Why not make those necessary extra calories work to your and baby's advantage? We've put together a few nutritional guidelines and tips to help you during the first few months of breastfeeding. Once your baby has started solids, when you're not exclusively breastfeeding anymore, some of these guidelines can be relaxed. However, you should always eat well whether you're breastfeeding or not.
The Daily Dose
To start, it's important that you choose foods from all of the food groups on a daily basis. It's also important for you to get the recommended daily intake of certain vitamins and minerals. Your daily diet should include:
Carbohydrates
These fuel your brain and muscles and are a necessary component of breast milk. Whole grains, fruits, vegetables and legumes are good sources of these important "building" foods.
Proteins
Protein is necessary for growth. Babies grow substantially during the first year of life and need the protein building blocks for all of their body's systems. You should be getting 75 to 80 grams per day, roughly double your pre-pregnancy needs. Good sources include fish, chicken, red meat, nuts, seeds, legumes and tofu.
Fats
Fats are a necessary part of your diet and essential for the growth and protection of the brain and nervous system, for hormone building and for the protection of all cells. Good sources of essential fatty acids are seeds, nuts, fish, flax and pumpkin and hemp seed oils. Other good sources include olive and sunflower oils and avocados.
Vitamins and minerals
Most vitamins and minerals are found in abundance in fresh whole fruits and vegetables. Eating a variety of them in different colors will ensure that you and your baby are getting everything you both need during this important time.
Calcium
Calcium is essential for the growth and integrity of bones. Be sure to consume 1200 – 1500mg per day – 50% more than pre-pregnancy recommendations. Good calcium sources include dairy products, leafy green vegetables, almonds, salmon and fortified tofu.
Iron
Iron is necessary for the development of red blood cells and cardiovascular health and is an important factor in maintaining energy levels. Make sure you're getting 40-80mg a day – roughly double your pre-pregnancy needs. Foods high in iron include red meat, leafy green vegetables, grains, prunes, figs and beans. (Note: Be careful if you're consuming lots of dairy, as calcium from dairy can deplete iron levels. It's best to vary the food sources for your calcium.)
Water
What goes out must come back in again. Breastmilk is mostly water, so it's important for a nursing mom to keep topping up her fluids. Drinking to thirst is recommended and can include all liquids such as juice and milk in addition to water. A good way of making sure you don't go thirsty is to always have a glass of water accessible when you start to nurse. And here's a tip, drinking raspberry leaf herbal tea not only provides much needed liquid, but it helps to tone the uterus back into shape.
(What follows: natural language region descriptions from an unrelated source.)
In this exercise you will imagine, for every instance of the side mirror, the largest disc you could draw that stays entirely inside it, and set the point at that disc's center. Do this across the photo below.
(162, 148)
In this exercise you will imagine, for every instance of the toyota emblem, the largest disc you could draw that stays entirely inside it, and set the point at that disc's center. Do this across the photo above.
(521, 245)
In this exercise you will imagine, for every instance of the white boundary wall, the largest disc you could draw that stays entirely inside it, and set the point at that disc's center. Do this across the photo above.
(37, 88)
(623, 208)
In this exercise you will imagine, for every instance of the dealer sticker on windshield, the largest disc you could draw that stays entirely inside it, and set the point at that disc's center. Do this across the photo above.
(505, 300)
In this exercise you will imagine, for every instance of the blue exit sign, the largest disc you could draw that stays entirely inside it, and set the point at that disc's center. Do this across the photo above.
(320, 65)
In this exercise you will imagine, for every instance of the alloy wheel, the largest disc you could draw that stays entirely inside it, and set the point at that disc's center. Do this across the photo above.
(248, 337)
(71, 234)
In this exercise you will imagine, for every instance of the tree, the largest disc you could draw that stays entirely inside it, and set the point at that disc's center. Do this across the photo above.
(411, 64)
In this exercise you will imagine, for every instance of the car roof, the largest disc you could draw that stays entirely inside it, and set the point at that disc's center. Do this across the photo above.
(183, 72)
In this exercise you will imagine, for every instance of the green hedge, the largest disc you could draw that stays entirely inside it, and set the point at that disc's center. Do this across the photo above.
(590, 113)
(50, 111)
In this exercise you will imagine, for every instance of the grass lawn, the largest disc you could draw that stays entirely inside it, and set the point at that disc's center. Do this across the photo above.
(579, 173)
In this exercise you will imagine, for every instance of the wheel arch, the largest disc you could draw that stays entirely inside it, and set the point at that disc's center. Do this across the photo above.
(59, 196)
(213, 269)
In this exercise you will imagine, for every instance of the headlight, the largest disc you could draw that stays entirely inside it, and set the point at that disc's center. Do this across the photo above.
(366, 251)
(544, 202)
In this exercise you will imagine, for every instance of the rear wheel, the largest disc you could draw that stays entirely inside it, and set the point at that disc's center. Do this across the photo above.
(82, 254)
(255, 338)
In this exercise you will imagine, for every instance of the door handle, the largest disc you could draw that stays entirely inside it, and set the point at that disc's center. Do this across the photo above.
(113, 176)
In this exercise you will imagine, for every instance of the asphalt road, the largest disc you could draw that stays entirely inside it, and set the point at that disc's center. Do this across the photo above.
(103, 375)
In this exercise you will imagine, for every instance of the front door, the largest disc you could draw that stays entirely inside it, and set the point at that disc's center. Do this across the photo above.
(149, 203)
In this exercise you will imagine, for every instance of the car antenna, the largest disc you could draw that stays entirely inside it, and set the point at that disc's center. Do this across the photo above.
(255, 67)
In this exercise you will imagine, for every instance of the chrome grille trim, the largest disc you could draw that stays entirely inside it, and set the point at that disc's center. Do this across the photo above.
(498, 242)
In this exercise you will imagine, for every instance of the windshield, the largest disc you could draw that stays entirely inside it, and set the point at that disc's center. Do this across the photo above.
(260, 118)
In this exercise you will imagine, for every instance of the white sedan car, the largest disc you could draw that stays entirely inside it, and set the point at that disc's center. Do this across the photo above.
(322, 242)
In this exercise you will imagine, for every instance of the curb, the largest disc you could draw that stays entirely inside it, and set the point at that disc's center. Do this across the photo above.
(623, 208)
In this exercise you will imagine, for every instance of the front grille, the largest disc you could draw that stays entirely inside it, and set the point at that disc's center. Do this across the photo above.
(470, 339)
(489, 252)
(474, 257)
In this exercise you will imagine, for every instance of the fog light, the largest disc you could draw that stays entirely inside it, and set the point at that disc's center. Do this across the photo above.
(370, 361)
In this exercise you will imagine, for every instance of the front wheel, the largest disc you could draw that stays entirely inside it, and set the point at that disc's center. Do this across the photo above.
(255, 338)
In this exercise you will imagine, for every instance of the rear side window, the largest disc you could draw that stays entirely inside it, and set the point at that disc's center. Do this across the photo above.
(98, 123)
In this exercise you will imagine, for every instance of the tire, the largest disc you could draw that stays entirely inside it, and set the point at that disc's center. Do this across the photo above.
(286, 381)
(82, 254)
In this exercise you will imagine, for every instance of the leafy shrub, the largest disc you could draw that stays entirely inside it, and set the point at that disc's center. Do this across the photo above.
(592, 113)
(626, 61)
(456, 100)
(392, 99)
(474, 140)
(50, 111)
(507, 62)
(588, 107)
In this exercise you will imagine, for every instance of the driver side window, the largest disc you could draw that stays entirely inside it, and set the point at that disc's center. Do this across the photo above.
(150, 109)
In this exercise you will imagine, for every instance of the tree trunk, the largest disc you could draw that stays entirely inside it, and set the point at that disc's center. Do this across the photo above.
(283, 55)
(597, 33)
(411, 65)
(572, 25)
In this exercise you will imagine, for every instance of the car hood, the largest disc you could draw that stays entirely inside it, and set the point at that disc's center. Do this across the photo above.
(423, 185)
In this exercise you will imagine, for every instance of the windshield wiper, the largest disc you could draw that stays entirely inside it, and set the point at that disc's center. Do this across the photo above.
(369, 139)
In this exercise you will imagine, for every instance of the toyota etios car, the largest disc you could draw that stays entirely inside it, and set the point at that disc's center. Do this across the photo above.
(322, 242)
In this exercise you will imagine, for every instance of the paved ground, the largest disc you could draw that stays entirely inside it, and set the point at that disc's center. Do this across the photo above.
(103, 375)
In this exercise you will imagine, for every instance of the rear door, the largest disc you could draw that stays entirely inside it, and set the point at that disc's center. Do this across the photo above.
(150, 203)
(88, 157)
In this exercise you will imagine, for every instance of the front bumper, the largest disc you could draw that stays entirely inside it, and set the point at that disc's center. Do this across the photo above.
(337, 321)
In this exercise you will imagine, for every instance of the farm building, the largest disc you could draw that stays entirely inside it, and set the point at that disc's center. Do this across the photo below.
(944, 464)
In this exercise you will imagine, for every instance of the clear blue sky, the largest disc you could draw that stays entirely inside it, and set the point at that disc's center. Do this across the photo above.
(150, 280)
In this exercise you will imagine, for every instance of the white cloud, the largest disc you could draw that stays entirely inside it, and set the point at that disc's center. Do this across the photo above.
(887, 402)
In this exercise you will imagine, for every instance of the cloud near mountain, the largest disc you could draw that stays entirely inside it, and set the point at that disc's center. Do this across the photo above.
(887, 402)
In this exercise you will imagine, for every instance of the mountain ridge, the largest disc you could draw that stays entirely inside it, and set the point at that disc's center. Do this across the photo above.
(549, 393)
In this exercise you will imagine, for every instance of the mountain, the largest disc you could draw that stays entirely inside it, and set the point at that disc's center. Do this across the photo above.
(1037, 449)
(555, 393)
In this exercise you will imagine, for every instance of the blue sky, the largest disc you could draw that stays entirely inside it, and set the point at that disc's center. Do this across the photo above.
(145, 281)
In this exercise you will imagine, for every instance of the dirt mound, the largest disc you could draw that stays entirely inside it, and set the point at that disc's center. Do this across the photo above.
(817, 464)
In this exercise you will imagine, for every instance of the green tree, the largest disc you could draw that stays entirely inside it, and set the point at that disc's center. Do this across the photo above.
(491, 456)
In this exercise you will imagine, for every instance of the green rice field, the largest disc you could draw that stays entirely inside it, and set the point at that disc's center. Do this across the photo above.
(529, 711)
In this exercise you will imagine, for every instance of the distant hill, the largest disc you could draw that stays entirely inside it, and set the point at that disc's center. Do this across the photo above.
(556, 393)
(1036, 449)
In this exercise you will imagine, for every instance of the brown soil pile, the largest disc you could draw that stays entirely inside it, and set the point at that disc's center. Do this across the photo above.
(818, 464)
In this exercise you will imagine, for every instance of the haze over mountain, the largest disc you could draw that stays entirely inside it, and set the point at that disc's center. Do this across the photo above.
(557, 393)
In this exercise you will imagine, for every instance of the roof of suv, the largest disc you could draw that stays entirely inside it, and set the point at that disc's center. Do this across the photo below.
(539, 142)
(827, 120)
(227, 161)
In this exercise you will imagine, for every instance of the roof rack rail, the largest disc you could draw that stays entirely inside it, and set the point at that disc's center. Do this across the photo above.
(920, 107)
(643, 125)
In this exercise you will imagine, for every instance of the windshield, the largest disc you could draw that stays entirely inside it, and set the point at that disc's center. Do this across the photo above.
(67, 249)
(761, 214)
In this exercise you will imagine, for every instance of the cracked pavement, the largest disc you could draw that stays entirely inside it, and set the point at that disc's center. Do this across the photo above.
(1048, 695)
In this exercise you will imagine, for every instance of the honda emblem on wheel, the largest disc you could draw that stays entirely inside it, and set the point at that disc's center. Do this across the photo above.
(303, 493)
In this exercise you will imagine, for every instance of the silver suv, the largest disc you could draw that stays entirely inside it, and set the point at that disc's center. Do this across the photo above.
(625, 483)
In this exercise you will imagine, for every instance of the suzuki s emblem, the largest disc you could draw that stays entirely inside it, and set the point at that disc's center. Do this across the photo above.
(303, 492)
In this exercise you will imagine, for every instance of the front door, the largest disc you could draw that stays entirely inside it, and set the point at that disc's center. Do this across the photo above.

Variety is the Spice of Life
It's true...too much of something is not necessarily a good thing. Ideally, you should rotate what you eat with a variety of foods. And remember, it's good to have a combination of both cooked and raw fruits and veggies to capture those important enzymes which help us with our energy and vitality.
And Finally...
This is the time to take care of yourself as well as your baby. This is not the time to try and lose your 'baby fat'. Dieting and cutting out important nutrient-dense foods, especially in the first two months of breastfeeding, will only make you feel tired and depleted (more than you already are from sleepless nights!). Your diet is important not only to develop breastmilk for baby, but to keep you a healthy, energetic mom.
If you have concerns about your diet and nutrition, always consult your doctor, nutritionist or other healthcare provider to determine what is best for you and your baby.